Lui, il n’en sait rien.

Il fait ce qu’il a à faire.

Moi non plus je n’en sais rien encore; je prépare le souper. Je fais revenir patiemment dans la poêle quelques courgettes, des oignons, des morceaux de tomates fraîches que je saupoudre d’herbes de Provence. Lorsqu’ils sont bien dorés, je les mets de côté en les faisant tomber dans un petit bol avec ma cuillère de bois. Le parfum est doux et embaume la pièce.

Je m’approche du comptoir pour aller quérir la viande que j’y avais laissé.

Et c’est alors que je l’aperçois, par la porte restée ouverte.

Je m’arrête, étonnée par cet étrange spectacle que je n’avais jamais remarqué encore; sa silhouette se meut, floue, mise en lumière de l’autre côté de l’étroite paroi givrée de sa fenêtre de douche.

Je sens un léger sourire naître sur mon visage.
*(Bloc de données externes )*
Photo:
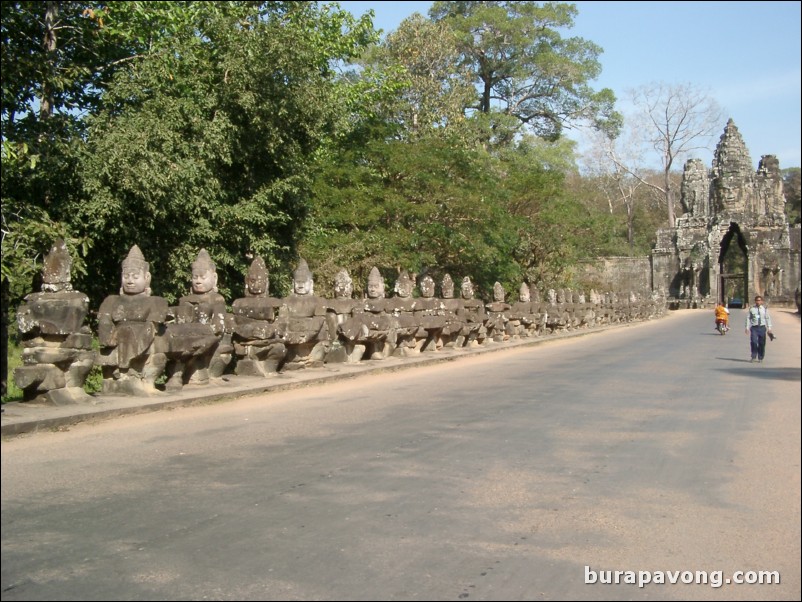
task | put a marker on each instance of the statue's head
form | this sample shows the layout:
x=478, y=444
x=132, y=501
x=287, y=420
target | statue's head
x=498, y=292
x=466, y=289
x=404, y=285
x=302, y=283
x=427, y=287
x=447, y=287
x=375, y=284
x=343, y=285
x=257, y=280
x=135, y=274
x=204, y=274
x=57, y=268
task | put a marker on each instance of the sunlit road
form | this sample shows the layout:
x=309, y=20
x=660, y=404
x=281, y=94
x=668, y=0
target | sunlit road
x=655, y=447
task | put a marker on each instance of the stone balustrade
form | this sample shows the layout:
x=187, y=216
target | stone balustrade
x=148, y=348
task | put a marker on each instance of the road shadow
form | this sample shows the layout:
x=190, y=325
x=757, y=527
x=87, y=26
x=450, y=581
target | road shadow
x=762, y=371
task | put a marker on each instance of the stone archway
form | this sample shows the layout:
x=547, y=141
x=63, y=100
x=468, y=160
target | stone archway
x=733, y=263
x=730, y=202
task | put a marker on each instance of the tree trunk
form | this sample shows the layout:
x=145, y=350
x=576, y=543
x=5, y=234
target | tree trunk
x=49, y=44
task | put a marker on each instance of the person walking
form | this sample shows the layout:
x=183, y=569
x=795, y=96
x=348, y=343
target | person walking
x=758, y=325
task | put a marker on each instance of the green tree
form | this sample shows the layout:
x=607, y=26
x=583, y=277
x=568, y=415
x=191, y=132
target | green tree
x=426, y=204
x=434, y=90
x=209, y=145
x=522, y=66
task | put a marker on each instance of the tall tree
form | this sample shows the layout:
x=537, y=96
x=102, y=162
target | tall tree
x=674, y=120
x=433, y=89
x=522, y=66
x=209, y=145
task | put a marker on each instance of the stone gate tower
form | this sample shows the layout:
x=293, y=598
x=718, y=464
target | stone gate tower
x=734, y=241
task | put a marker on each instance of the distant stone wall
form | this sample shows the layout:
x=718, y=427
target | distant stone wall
x=618, y=273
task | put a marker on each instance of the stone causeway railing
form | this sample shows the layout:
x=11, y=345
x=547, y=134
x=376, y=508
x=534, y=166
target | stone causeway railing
x=148, y=347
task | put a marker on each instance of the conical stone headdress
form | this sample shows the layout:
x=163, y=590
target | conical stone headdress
x=57, y=268
x=204, y=262
x=135, y=260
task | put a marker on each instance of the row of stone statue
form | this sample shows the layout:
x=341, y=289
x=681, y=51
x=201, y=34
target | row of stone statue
x=146, y=346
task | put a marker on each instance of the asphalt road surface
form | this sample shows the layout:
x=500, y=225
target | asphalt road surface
x=655, y=450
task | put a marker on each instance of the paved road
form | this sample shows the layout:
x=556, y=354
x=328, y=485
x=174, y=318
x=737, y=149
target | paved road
x=654, y=447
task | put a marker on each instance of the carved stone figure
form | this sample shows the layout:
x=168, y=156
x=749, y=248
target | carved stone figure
x=257, y=341
x=302, y=320
x=521, y=322
x=451, y=306
x=57, y=351
x=128, y=327
x=199, y=341
x=402, y=306
x=373, y=323
x=429, y=314
x=342, y=311
x=497, y=315
x=472, y=315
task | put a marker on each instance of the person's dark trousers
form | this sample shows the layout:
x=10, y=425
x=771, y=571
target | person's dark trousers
x=757, y=341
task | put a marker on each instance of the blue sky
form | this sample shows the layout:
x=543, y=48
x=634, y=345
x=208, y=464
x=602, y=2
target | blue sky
x=746, y=55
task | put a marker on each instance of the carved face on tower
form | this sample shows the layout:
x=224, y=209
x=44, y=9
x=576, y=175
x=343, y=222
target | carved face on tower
x=56, y=272
x=375, y=285
x=343, y=285
x=403, y=286
x=466, y=289
x=302, y=283
x=204, y=274
x=257, y=281
x=135, y=274
x=427, y=287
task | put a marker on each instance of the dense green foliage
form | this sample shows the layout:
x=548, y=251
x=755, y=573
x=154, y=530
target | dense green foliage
x=287, y=129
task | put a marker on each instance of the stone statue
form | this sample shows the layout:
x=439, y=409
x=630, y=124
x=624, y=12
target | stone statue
x=257, y=341
x=451, y=308
x=472, y=315
x=342, y=311
x=302, y=320
x=128, y=327
x=497, y=315
x=521, y=322
x=199, y=341
x=57, y=351
x=372, y=323
x=429, y=314
x=403, y=308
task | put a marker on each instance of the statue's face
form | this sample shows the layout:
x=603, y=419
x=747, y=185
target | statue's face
x=498, y=293
x=343, y=288
x=257, y=284
x=302, y=287
x=427, y=287
x=203, y=280
x=448, y=289
x=135, y=281
x=403, y=288
x=375, y=289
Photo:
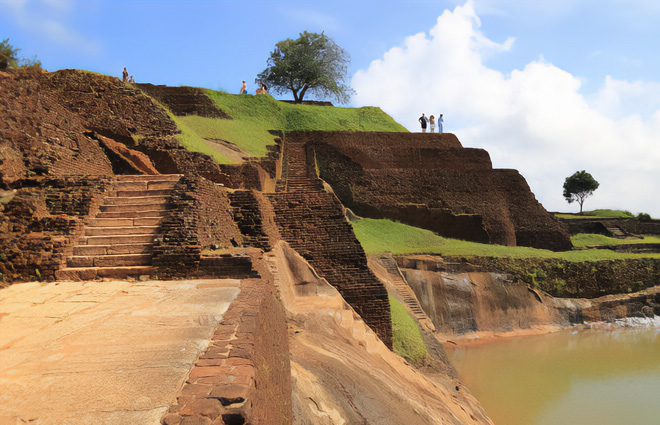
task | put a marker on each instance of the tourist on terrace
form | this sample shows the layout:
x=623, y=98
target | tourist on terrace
x=423, y=120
Je recule d’un pas, embarrassée par ma découverte, puis la curiosité me ramène; je distingue la couleur de sa peau et ses formes de manière assez nette: tête, épaules, bras, torse qui m’offrent une chorégraphie de mouvements qui me gardent captive pendant un moment.

Il ne sait pas que me voilà fascinée par l’écran qu’est devenue sa fenêtre.

Mais peu importe puisque, sur la surface blanche, il n’est pour moi que ta doublure.

Les souvenirs de toi ressurgissent et lui volent la vedette.